Demokratie via Facebook und Co: Saalfelder Landrat ganz vorn dabei

Die schöne bunte Welt des Internets und der damit aufgekommenen sozialen Netzwerke bietet auch für Politiker ein neues, weites Betätigungsfeld, um mit ihren potenziellen Wählern zu kommunizieren. Landrat Hartmut Holzhey ist in vorderster Front dabei, wenn es um neue Formen des Dialogs geht.

Foto: zgt

Saalfeld. Beim Jahresempfang der CDU-Mittelstandsvereinigung sprach Hartmut Holzhey, parteiloser Landrat im Kreis Saalfeld-Rudolstadt, am Montagabend in Rudolstadt über Infrastruktur, seine Vorstellungen, die Region und den Mittelstand zu stärken, die Bildungs- und Ausbildungssituation im Landkreis sowie über seinen Status als Unternehmer und Landrat. Die Gäste im Schlosscafé Heidecksburg mögen sich exklusiv informiert gefühlt haben. Doch Neues dürfte der Landrat kaum erzählt haben.

Der 55-Jährige zählt zu einer neuen Generation von Kommunalpolitikern, die ihre Botschaften gern zeitnah und ungefiltert über das Internet verbreiten. 1389 Freunde hat der Logistikunternehmer mit Stand gestern bei Facebook. Das soziale Netzwerk diente Holzhey bereits im Wahlkampf als Kommunikationsmittel Nr. 1. Hunderte junger Leute verbreiteten auf diesem Weg die Ansichten des Landratskandidaten und dürften so dazu beigetragen haben, dass der Saalfelder überraschend deutlich gegen Amtsinhaberin Marion Philipp (SPD) gewann.

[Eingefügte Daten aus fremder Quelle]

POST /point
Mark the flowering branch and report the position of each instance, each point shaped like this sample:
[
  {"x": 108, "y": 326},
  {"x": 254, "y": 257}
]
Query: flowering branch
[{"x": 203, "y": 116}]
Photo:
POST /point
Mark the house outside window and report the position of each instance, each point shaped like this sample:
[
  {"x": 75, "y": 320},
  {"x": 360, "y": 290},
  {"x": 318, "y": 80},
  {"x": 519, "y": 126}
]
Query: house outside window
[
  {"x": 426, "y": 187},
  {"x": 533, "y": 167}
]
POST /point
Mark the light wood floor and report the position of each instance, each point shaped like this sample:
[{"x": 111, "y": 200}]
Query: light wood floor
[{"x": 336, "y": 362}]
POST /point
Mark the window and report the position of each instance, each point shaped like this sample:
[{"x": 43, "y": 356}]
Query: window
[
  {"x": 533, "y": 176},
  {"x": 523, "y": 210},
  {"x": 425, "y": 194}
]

Auch als Landrat nutzt Holzhey das Internet für neue Formen von Transparenz und Dialog mit dem potenziellen Wähler. Neben Links zu OTZ-Beiträgen, zur Zukunft der Währung oder zur verspotteten Energiewende holt er sich auch gern mal Rat bei seiner Facebookgemeinde.

Als ihm das Innenministerium Ende November vorerst mündlich bescheinigte, dass er nicht gleichzeitig Landrat und Geschäftsführer der Loquitz Trans GmbH sein könne, stellte er vier Optionen zur Diskussion – vom Niederlegen des Amtes bis zur Übertragung der Geschäftsführerschaft an seine Frau. 164 Kommentare sammelten sich zu diesem Thema binnen fünf Tagen auf seiner Facebookseite an. Die meisten seiner Online-Freunde rieten ihm, um das Amt zu kämpfen. Eine Entscheidung in dieser Sache wird womöglich noch in dieser Woche fallen.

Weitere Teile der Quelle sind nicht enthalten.